The green laser was born out of the EUREKA project ‘CBC-Green’ – led by Fraunhofer IWS, Siemens, and Thyssenkrupp – which set out to create and implement a laser beam with high power for more flexible and efficient processing of copper materials.
How does the laser work and what are the benefits?
The 500W SMCW 532nm laser works by harnessing CBC technology, a technique which involves combining multiple lasers into a single coherent beam with exceptional beam quality.
By leveraging CBC, Civan Lasers’ system is able to attain high brightness without risking damage to a laser crystal (as is the case when increasing brightness using higher laser powers), thereby preserving the spectral properties of the beam and, ensuring longer-lasting and dependable performance over time.

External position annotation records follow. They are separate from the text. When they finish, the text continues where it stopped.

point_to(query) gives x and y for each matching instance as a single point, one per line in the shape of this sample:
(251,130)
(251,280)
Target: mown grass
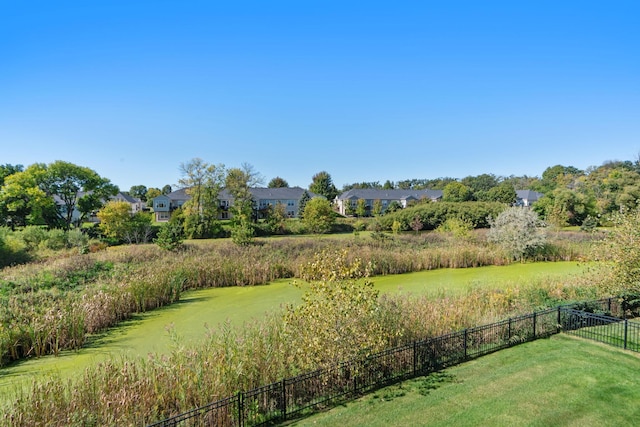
(186,320)
(561,381)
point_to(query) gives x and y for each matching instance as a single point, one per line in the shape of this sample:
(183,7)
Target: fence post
(284,399)
(415,357)
(465,343)
(240,409)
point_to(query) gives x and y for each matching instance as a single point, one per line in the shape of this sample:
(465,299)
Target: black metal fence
(294,397)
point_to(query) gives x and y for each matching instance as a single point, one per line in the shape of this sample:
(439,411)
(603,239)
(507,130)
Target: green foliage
(621,252)
(322,184)
(518,231)
(318,215)
(456,226)
(170,236)
(456,192)
(337,318)
(432,215)
(33,236)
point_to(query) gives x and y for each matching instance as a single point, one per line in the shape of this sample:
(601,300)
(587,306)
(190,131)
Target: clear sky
(365,90)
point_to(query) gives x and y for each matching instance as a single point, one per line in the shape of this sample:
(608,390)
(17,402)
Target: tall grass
(48,307)
(135,392)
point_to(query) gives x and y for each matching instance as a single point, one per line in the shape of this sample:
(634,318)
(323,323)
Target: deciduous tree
(318,215)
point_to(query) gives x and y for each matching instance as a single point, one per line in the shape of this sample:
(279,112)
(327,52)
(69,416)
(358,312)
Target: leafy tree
(277,218)
(139,191)
(152,193)
(377,207)
(518,231)
(204,183)
(115,219)
(278,182)
(481,183)
(503,193)
(171,236)
(302,202)
(318,215)
(564,207)
(117,222)
(456,192)
(29,195)
(361,208)
(620,254)
(394,206)
(238,183)
(416,224)
(77,187)
(322,184)
(7,169)
(338,318)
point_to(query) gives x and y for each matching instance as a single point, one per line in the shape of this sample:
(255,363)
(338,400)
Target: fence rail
(297,396)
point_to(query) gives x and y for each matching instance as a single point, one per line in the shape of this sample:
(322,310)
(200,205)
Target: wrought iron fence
(602,320)
(297,396)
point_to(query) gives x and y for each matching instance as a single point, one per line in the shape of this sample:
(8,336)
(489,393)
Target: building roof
(395,194)
(281,193)
(529,195)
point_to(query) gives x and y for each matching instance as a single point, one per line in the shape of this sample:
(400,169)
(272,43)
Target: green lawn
(561,381)
(147,333)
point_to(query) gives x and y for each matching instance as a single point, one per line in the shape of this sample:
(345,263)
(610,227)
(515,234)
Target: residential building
(348,200)
(527,197)
(164,205)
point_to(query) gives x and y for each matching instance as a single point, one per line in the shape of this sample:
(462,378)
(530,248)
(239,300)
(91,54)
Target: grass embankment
(49,307)
(557,381)
(148,332)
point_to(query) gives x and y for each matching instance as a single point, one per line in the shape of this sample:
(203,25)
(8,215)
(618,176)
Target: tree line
(48,194)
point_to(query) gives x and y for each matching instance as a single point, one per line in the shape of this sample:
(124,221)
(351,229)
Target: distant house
(527,197)
(165,204)
(349,199)
(137,205)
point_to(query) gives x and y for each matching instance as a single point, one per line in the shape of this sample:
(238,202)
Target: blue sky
(367,90)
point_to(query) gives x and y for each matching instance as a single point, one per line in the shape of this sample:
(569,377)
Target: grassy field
(147,333)
(561,381)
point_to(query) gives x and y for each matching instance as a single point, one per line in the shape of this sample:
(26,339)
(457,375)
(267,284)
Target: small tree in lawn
(416,224)
(518,231)
(171,236)
(318,215)
(338,318)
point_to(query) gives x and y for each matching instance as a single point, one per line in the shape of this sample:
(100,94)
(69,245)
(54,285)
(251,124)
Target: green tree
(503,193)
(152,193)
(318,215)
(377,207)
(238,183)
(139,191)
(204,183)
(278,182)
(322,184)
(117,222)
(277,218)
(456,192)
(361,208)
(52,193)
(620,254)
(518,231)
(338,318)
(171,236)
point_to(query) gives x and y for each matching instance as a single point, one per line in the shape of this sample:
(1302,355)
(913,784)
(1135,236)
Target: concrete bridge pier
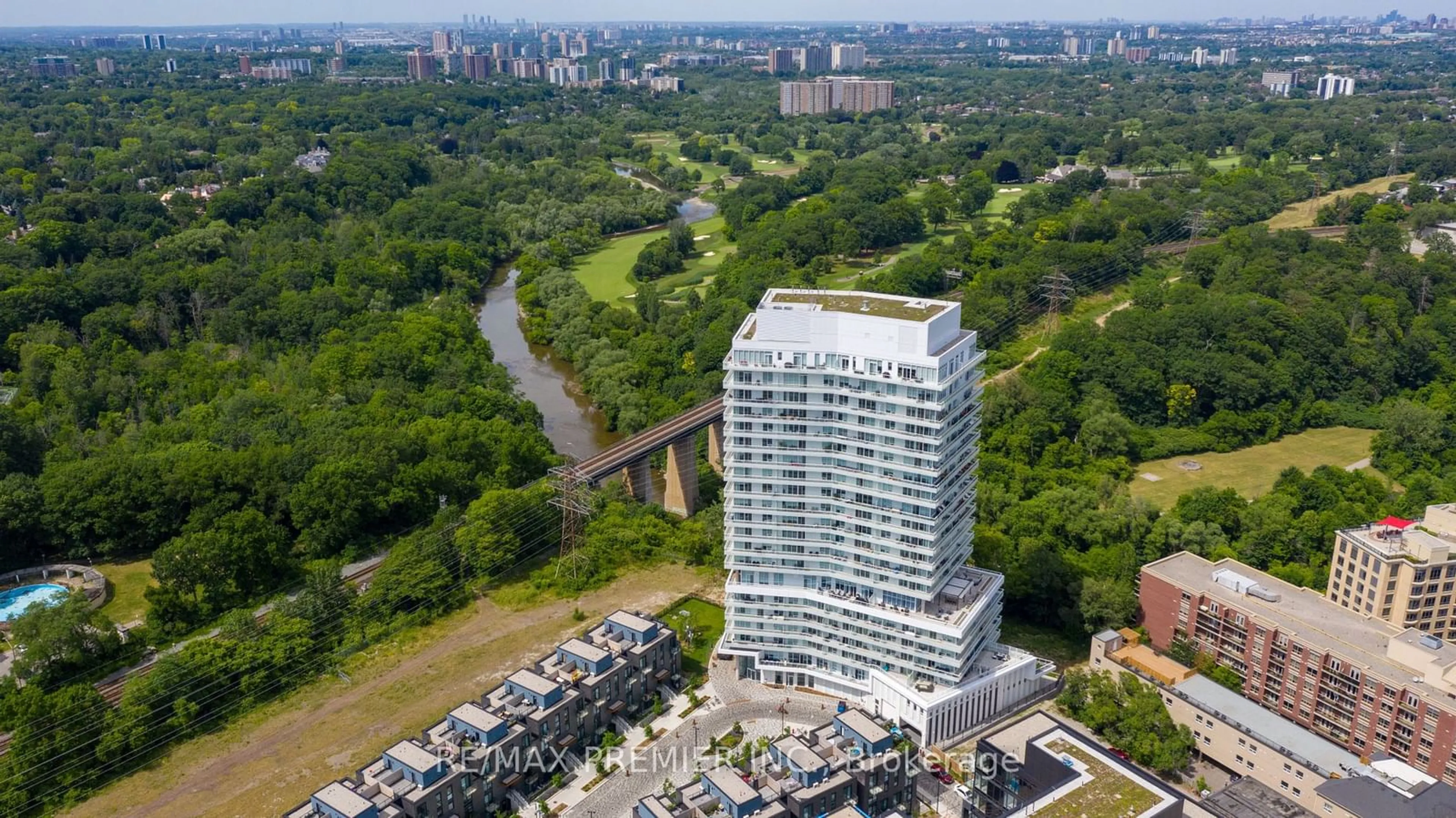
(682,475)
(637,476)
(715,446)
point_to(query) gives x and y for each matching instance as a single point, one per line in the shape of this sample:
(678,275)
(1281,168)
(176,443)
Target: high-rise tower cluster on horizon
(852,426)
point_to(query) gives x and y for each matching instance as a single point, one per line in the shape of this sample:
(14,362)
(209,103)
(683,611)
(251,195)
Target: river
(571,423)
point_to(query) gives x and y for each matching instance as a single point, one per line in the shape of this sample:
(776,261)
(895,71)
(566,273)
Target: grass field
(849,276)
(1227,162)
(129,581)
(1253,471)
(1046,642)
(1302,215)
(707,622)
(1007,194)
(664,142)
(337,724)
(606,273)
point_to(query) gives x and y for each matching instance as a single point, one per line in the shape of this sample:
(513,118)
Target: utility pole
(1057,289)
(1196,222)
(574,500)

The coherent beam combining functionality of the new green laser (Image: Civan Lasers)
It is this CBC technology that allows the laser to increase process efficiency and performance in material processing using a high-quality, high-power beam, while at the same time offering power modulation capabilities – a significant advancement given that 532nm lasers typically require stable crystal temperatures.
The capabilities hold potential for moving current practices past the limitations in processing copper, which occur due to the high degrees of reflectivity (compared to infrared fibre laser radiation, green lasers exhibit much more absorption in the material). The results would help industries to better process copper components that are key in the production of energy storage systems, power electronics, controls and the necessary cooling structures.
What are the next steps for the laser?
While development of the green SMCW laser is still ongoing, Civan Lasers have outlined its intent to make further progress, building on the promise shown across a range of diverse material processing applications. These include welding highly reflective materials such as copper, welding in the semiconductor domain – particularly chip-to-wafer welding, which could serve as an alternative to traditional wire bonding processes – and copper 3D printing.
For Civan Lasers, future development plans include cutting the laser’s size in half, dramatically lowering its cost, amplifying its power capabilities, and introducing a dynamic beam within the green laser – ultimately setting it apart from market competitors.
Following its development, the laser will be sent to Fraunhofer IWS. There, the institute will spearhead the development process for Siemens and Thyssenkrupp and further explore the laser's capabilities and potential applications, many of which are currently unknown as its researchers venture into uncharted territories.